Nabors had to close her storefront early in the pandemic when sales plummeted from around $15,000 per month to just $500 in March.
“I thought, ‘We can’t make rent like this.’ So we moved everything back into our home,” Nabors says.
Customers kept reaching out, asking Nabors to add products to her website and encouraging her to do more outreach on social media. Her online sales grew from around 10 per month to 50 to 100 per day. She reopened her storefront in May and is now looking to expand.

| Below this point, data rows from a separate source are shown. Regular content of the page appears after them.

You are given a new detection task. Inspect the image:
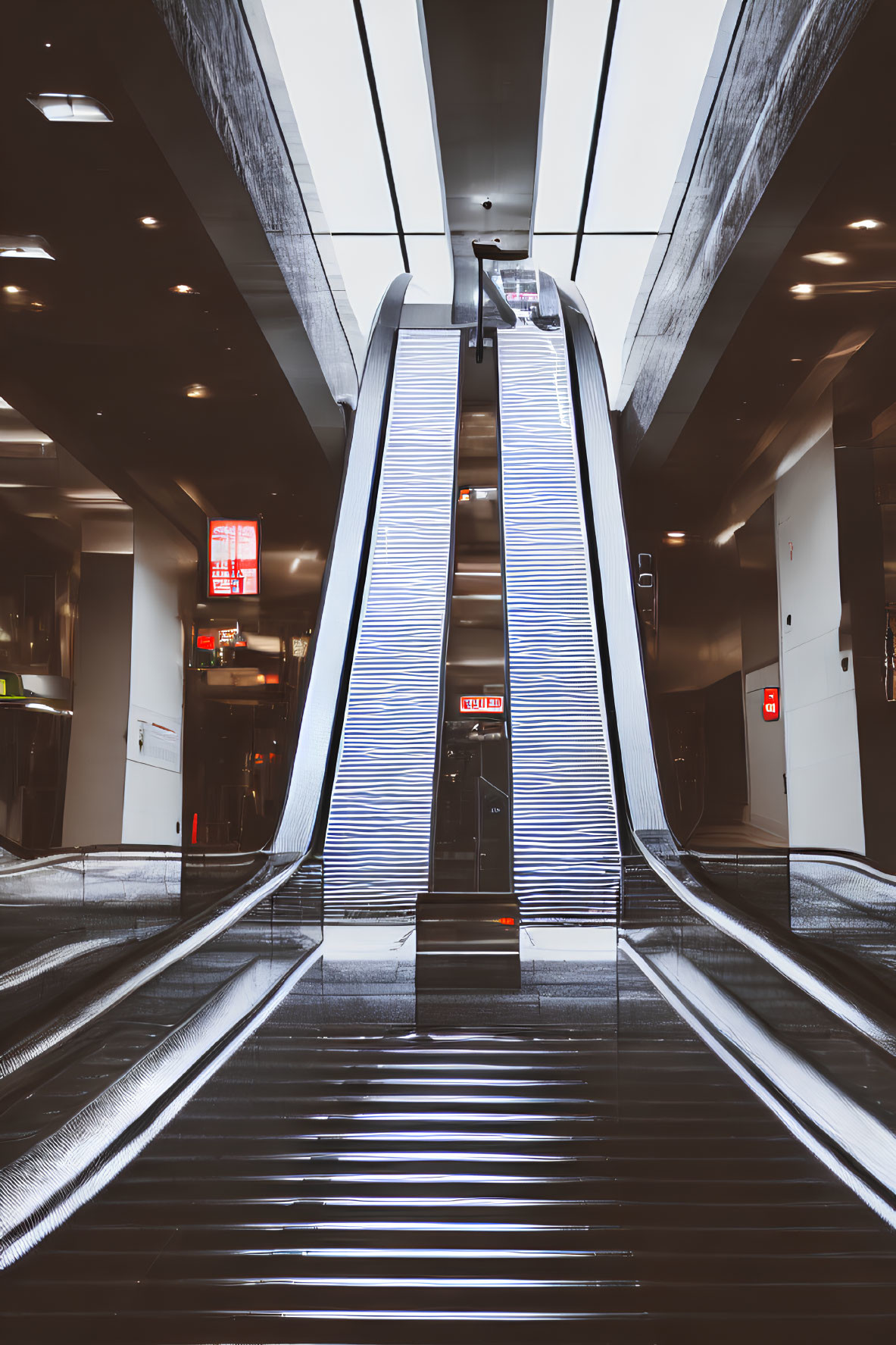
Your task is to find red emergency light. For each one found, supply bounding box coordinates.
[208,518,258,597]
[763,686,780,721]
[460,696,504,715]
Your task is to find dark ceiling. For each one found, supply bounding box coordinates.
[0,0,338,550]
[629,60,896,536]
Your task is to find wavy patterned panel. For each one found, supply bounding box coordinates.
[273,276,411,854]
[324,331,460,920]
[498,327,620,924]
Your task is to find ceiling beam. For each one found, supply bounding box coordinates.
[620,0,880,472]
[97,0,357,474]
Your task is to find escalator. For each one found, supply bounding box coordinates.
[0,265,896,1342]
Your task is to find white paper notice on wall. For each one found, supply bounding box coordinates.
[128,705,180,772]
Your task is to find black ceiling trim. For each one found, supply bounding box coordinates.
[570,0,619,280]
[354,0,411,272]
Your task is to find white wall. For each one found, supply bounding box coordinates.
[62,543,133,846]
[775,427,865,852]
[121,505,196,845]
[744,663,787,842]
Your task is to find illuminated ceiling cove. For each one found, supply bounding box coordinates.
[246,0,452,358]
[245,0,740,405]
[532,0,740,405]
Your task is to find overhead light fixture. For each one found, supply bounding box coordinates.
[0,234,55,261]
[28,92,111,121]
[803,253,849,266]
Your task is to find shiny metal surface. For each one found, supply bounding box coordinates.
[498,324,619,924]
[273,276,411,854]
[416,892,520,990]
[0,952,896,1345]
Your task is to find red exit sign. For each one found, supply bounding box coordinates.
[460,696,504,715]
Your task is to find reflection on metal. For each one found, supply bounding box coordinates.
[620,940,896,1228]
[560,286,666,831]
[273,276,411,854]
[0,857,300,1080]
[416,892,520,991]
[635,831,896,1056]
[498,326,619,924]
[323,330,460,918]
[0,925,150,993]
[0,947,322,1268]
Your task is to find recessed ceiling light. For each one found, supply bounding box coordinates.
[28,92,111,121]
[803,253,849,266]
[0,234,55,261]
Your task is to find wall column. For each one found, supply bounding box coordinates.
[121,505,196,845]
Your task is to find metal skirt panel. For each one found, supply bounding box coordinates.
[498,327,620,924]
[272,276,411,854]
[324,330,460,920]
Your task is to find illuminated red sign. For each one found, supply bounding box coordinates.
[208,518,258,597]
[460,696,504,715]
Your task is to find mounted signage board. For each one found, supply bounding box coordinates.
[208,518,260,597]
[460,696,504,715]
[126,705,180,772]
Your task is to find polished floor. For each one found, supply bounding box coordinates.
[0,927,896,1345]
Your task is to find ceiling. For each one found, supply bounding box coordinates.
[244,0,741,398]
[0,0,338,570]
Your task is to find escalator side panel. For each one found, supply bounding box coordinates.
[561,290,669,831]
[498,327,620,924]
[324,330,460,920]
[272,276,411,854]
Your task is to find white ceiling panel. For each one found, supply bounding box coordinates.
[405,234,454,304]
[576,234,654,406]
[362,0,445,233]
[332,234,405,342]
[535,0,610,233]
[585,0,726,233]
[532,234,576,280]
[264,0,395,231]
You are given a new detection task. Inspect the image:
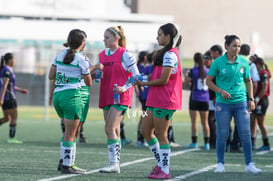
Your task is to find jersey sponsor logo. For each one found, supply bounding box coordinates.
[156,110,162,116]
[240,67,244,74]
[103,62,114,66]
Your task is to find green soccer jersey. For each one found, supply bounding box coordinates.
[208,54,249,104]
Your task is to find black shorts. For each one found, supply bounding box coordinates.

“We were able to actually thrive and grow during the pandemic,” she says.
Local shops hire locally
Businesses need to staff up as they reopen and gradually bring operations back to pre-pandemic levels. That hiring is going to happen locally, says Tom Sullivan, vice president of small-business policy at the U.S. Chamber of Commerce.
“Small businesses have a unique advantage when it comes to hiring: a network of community that is different than Indeed or LinkedIn,” Sullivan says. “We’re going to see more of an emphasis on local hiring than we have ever seen before.”
Nabors is already looking to hire. Her business went from three employees pre-pandemic (two of whom have since relocated) to one employee and a handful of family members in the early months of the pandemic. Now, she has five employees, is shopping for warehouse space and plans to hire 22 new employees.